Communication between cells is essential in maintaining homeostasis. The persistent disruption of cell–cell communication by environmental contaminants contributes to progressive disease and toxicity. In this study, researchers from Michigan State University used single-nuclei RNA sequencing (snRNAseq) data to examine dose-dependent cell-specific changes in cell–cell communication associated with the development of liver pathologies following the persistent activation of the aryl hydrocarbon receptor (AHR) by 2,3,7,8-tetrachlorodibenzo-p-dioxin (TCDD). Published hepatic snRNAseq data from male mice gavaged with sesame-oil vehicle or TCDD every 4 days for 28 days was used to assess the AHR-mediated disruption of ligand–receptor interactions. Analysis identified that portal fibroblasts and liver sinusoidal endothelial cells contributed the most ligand–receptor pairs at doses < 0.3μg/kg TCDD. Doses ≥ 0.3 μg/kg TCDD increased the putative intercellular communication between hepatocytes and hepatic stellate cells. In control livers, interactions primarily consisted of protease-activated receptor (PAR) signaling. TCDD treatment increased the number of active signaling pathways. Within hepatocytes, neuregulin signaling was induced, activating the NRG1–ERBB4 ligand axis, consistent with AHR genomic enrichment at dioxin response elements in a published chromatin immunoprecipitation sequencing (ChIP-seq) dataset, which suggested a direct regulation. Collectively, the results suggest that the disruption of cell signaling may play a central role in TCDD-elicited liver pathologies.

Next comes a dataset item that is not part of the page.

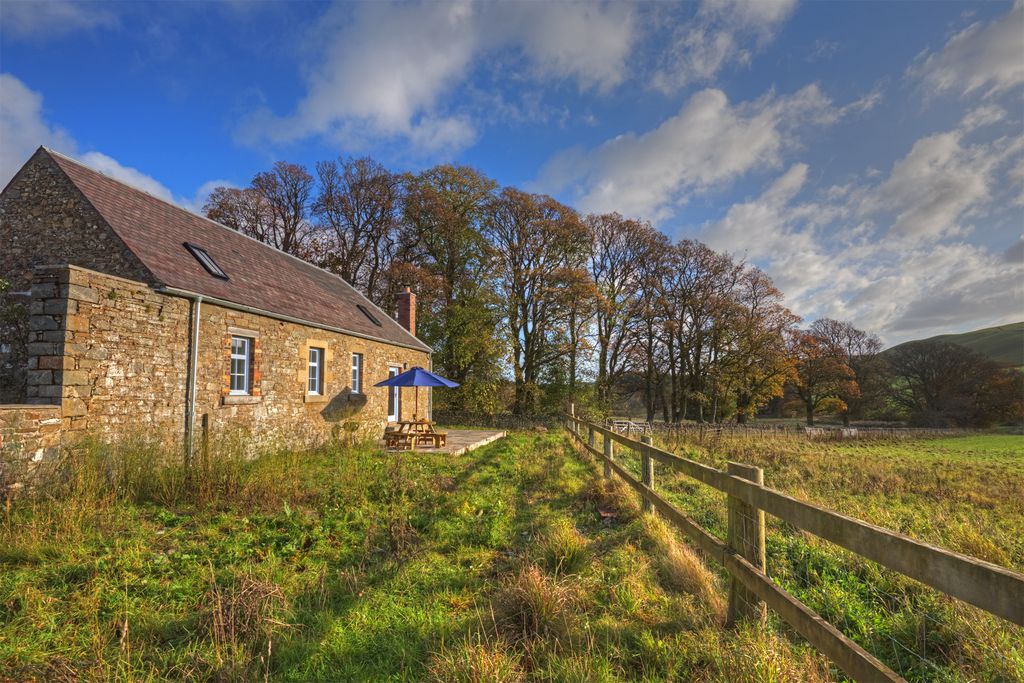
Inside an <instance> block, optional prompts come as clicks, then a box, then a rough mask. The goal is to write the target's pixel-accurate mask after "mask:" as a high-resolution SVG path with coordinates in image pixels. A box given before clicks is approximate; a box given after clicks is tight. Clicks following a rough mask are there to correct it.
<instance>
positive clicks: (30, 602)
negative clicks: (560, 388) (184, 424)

Inferred cell–cell interactions
CellChat was used to infer ligand–receptor interactions using hepatic snRNAseq data (GSE184506, SCP1871) male mice gavaged with sesame-oil vehicle or 0.01–30 μg/kg TCDD every 4 days for 28 days. (a) The number and (b) strength, a measure of significance based on ligand, mediator, and receptor expression, are summarized across all cell types in the dataset. (c) Networks of cell–cell inferred interactions show the number of ligand–receptor pairs (edges) between each cell type (nodes) across treatment groups. The width of the edge indicates the number of ligand–receptor interactions between cell types. PFs—portal fibroblasts; pDCs—plasmacytoid dendritic cells; LSECS—liver sinusoidal endothelial cells; HSC—hepatic stellate cells.